Yes, it makes sense to try at least.
> How do you write a file to socket copy procedure that notifies me
> about it's progress every so many bytes and does not block while doing so.=
Easy: use [fcopy -size ... -command ...]
The callback will of course have to repost the fcopy for the next
chunk until eof.
All this orchestrated by a single [vwait forever], no [while] loop.
If you have already tried this and encoutered problems, please explain
and possibly post them into the Tracker.
> How about if I want to control how fast
> the copy progresses without blocking other events?
Easy: instead or reposting the fcopy, the callback does [after
$somedelay repost].
> Thanks
> Those are just theoretical questions that need generic answers.

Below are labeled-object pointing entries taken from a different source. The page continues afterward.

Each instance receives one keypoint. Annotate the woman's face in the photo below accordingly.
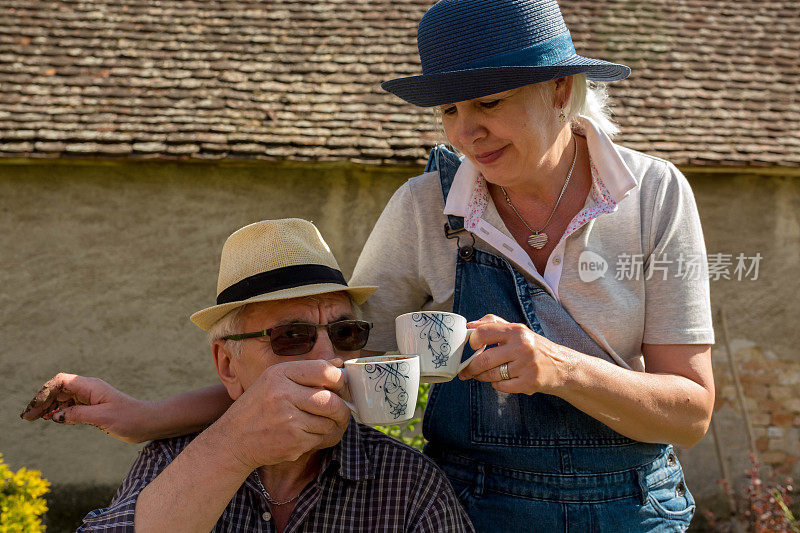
(506, 135)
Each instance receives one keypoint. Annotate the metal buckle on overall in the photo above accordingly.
(466, 252)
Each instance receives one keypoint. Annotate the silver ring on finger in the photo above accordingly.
(504, 371)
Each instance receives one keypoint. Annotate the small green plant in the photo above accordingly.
(406, 433)
(762, 507)
(21, 502)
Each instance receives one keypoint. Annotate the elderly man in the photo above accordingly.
(285, 456)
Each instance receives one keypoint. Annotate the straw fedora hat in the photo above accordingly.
(474, 48)
(275, 260)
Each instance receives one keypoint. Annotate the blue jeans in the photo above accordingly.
(534, 462)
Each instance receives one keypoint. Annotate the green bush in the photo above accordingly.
(405, 433)
(21, 502)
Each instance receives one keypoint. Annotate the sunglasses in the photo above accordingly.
(299, 339)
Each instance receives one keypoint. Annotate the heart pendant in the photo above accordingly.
(538, 240)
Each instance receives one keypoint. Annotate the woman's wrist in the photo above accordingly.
(563, 363)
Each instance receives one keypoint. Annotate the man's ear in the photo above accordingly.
(225, 361)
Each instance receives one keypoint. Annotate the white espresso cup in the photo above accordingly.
(383, 388)
(438, 338)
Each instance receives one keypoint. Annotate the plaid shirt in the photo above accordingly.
(368, 482)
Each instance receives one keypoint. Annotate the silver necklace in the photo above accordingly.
(269, 498)
(538, 238)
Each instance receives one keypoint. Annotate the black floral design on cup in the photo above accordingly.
(436, 330)
(391, 379)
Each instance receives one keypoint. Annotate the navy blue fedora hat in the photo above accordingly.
(473, 48)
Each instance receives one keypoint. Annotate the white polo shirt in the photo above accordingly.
(630, 268)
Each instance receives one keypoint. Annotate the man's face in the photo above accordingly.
(257, 356)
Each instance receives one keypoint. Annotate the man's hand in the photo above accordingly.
(71, 399)
(291, 409)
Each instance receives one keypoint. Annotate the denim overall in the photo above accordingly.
(536, 463)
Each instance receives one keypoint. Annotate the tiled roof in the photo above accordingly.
(715, 82)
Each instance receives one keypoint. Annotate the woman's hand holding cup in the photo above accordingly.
(533, 362)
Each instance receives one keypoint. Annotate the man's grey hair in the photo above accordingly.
(231, 324)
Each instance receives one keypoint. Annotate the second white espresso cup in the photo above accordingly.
(438, 337)
(383, 388)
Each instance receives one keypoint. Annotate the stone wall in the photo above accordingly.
(101, 264)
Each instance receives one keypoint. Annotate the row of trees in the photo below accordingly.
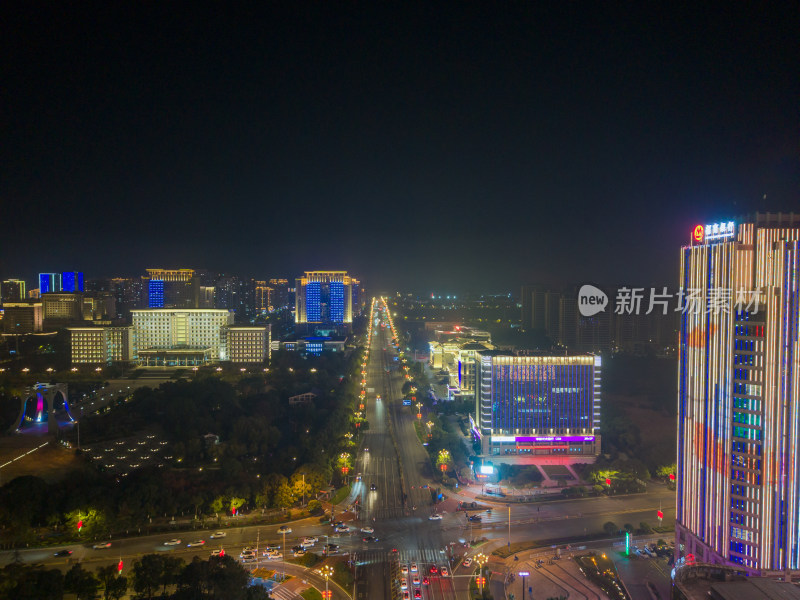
(152, 576)
(271, 454)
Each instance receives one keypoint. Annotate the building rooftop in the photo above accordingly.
(755, 588)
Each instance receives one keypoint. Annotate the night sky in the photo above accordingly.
(457, 147)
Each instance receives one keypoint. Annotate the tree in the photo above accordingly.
(170, 572)
(147, 574)
(81, 583)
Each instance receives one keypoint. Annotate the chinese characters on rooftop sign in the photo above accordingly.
(712, 233)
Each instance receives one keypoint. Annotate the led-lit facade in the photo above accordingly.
(172, 288)
(72, 281)
(247, 343)
(102, 345)
(12, 290)
(181, 329)
(538, 405)
(738, 477)
(49, 283)
(324, 301)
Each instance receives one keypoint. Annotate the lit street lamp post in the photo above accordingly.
(481, 560)
(327, 571)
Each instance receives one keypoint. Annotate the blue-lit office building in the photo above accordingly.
(72, 281)
(324, 303)
(530, 406)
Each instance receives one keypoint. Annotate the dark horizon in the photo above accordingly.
(419, 149)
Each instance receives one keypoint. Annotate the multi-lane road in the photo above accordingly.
(393, 461)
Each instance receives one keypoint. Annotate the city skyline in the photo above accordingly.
(267, 139)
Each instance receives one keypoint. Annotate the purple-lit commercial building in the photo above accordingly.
(530, 406)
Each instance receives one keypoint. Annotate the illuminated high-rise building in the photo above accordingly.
(172, 288)
(180, 337)
(72, 281)
(529, 406)
(324, 302)
(738, 480)
(281, 292)
(12, 290)
(49, 282)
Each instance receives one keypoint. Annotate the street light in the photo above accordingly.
(523, 574)
(481, 560)
(327, 571)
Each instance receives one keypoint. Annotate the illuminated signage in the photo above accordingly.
(543, 438)
(703, 234)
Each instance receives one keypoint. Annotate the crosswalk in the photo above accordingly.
(419, 556)
(283, 593)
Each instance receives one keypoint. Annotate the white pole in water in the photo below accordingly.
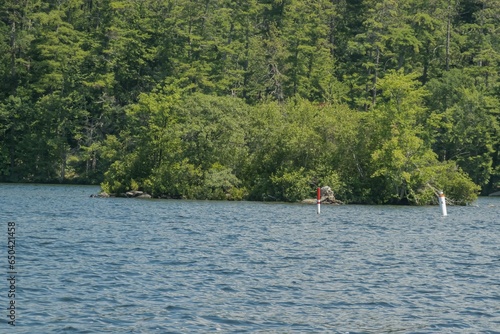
(318, 195)
(442, 203)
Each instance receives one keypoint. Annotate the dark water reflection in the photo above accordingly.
(88, 265)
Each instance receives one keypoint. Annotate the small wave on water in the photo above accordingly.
(91, 265)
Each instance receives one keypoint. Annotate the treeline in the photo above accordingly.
(385, 101)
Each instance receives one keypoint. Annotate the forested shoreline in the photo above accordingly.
(384, 101)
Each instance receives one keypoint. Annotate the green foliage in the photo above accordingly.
(380, 100)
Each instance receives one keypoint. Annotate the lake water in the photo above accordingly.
(95, 265)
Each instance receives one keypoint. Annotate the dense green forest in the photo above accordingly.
(385, 101)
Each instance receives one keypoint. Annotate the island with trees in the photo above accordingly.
(384, 101)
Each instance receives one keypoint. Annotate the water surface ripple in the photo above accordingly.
(90, 265)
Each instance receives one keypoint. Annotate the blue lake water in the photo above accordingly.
(94, 265)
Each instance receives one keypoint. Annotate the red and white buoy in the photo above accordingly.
(319, 200)
(442, 203)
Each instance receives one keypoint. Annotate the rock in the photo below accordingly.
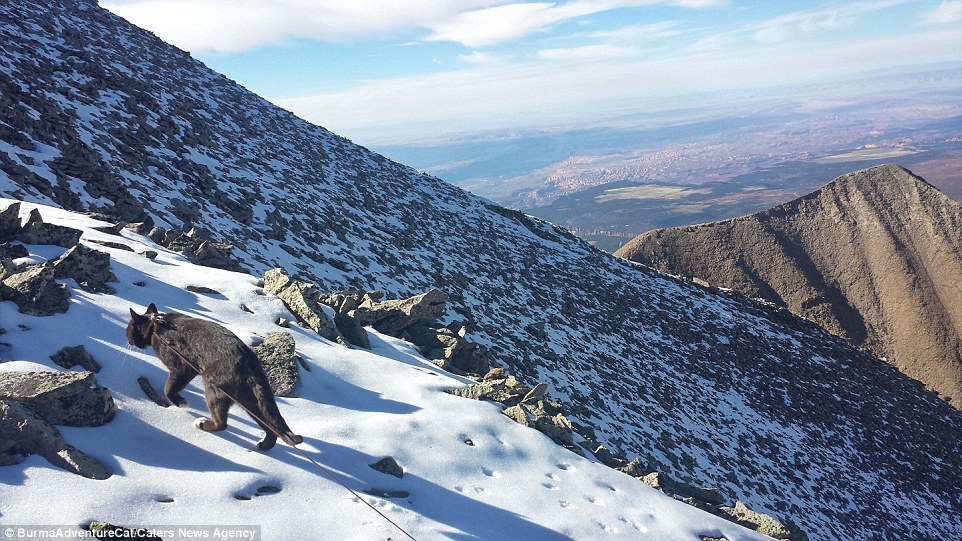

They do have very simple answers based on [fcopy] as you can see, at
least theoretically.
If in real life [fcopy] is not up to the promise, *that* is the single
most urgent thing to fix in the whole Tcl core, instead of reinventing
that wheel over and over again.
Of course, it is possible to reimplement [fcopy] in pure Tcl, and it
even is a good exercise for whoever wants to learn about the event
loop. But this will never have the performance of [fcopy], which is
documented as "leverag[ing] the buffering in the Tcl I/O system to
avoid extra copies and to avoid buffering too much data in main memory
when copying large files to slow destinations like network sockets".